1.実務の現場で履行することができない(日常的に実務が廻らない「必要を超える殊更 に厳格な」、「形式に過ぎる」)条項化は行わない

2.契約の相手方における「実務の現場」との関係「狭義の力関係」) に配慮の上、自社「取引現場」情報を収集整理し、「譲れない一線」「譲れる範囲」の自社内統一意思を明確にすること。 (cf.「広義の力関係」配慮とは、上記【Ⅰ】1.2.3.に拠る「リスクの洗い出し」と「リスクコントロール」)

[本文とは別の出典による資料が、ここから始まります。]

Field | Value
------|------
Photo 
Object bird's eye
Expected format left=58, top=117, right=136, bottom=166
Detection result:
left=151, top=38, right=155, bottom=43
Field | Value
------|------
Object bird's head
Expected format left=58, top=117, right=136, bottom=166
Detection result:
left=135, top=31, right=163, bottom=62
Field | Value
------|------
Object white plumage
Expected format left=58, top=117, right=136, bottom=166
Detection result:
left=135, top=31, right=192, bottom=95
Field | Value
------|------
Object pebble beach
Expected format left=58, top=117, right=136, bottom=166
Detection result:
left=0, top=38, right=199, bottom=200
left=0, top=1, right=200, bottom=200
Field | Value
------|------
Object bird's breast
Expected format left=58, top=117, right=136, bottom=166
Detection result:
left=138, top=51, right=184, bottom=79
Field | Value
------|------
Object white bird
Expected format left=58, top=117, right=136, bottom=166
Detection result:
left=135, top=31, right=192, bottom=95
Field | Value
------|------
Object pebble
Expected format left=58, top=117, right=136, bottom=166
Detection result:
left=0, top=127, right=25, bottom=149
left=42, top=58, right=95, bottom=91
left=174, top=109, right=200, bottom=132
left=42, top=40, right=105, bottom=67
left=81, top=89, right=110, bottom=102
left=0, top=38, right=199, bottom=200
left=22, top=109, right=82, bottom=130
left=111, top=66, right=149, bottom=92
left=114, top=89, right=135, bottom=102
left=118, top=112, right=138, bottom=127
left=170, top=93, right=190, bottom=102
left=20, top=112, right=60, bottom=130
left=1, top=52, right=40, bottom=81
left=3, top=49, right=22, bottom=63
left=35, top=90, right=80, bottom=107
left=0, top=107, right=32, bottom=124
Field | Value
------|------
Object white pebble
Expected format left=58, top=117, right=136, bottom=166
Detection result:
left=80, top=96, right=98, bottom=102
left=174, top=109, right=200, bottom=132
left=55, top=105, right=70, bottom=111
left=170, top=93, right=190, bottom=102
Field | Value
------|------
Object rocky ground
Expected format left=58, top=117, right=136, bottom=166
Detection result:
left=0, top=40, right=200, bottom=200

3.「契約」 についての本来の目的・意義を正しく認識し、 戦略思考をもつことが求められてきています

  以上が「弱者」(多くは中小事業者)が「強者」(多くは大企業)と対等に契約交渉を進めるための最低限準備すべき手続です。

  (以上【Ⅰ】【Ⅱ】の「基礎」を固め、「事業計画のミッション」実現を企図し(→事業者間の「契約書の意義」(1.~4.及び【解説】)を    再確認)、民法第1条(基本原則:「信義誠実」)に即して「合意に至るように」、相手方と戦略交渉します。)

    →戦略交渉には「カウンターオファー」としての「契約書」の事前準備が、絶対必要条件です。

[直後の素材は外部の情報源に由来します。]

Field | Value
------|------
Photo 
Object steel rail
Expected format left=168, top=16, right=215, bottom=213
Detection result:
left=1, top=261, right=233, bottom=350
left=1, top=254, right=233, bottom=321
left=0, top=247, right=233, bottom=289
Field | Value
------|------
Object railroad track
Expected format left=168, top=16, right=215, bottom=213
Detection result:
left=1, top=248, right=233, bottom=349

【特記】:上記【Ⅰ】【Ⅱ】(「契約上のリスク対応」)以外の対応策について:


交渉には相手方の意向があることでもありますし、リスク・コントロールできない(相手方の提示条件で契約せざるを得ない、リスク予測できない)場合も現実には存在します。また、不測の賠償金負担・災害対応等の対策のために以下が必要かを検討します。
(1)引当金等の財務的手当て
(2)保証、保険等

 以上、「契約上のリスク対応」の他、総合的な備えをも検討し「合意」「非合意」の経営判断を下します。
すなわち、「契約締結するか?」「契約締結しないか?」の是非を最終決定するためには、以上の手続と検討を経ることが必要です。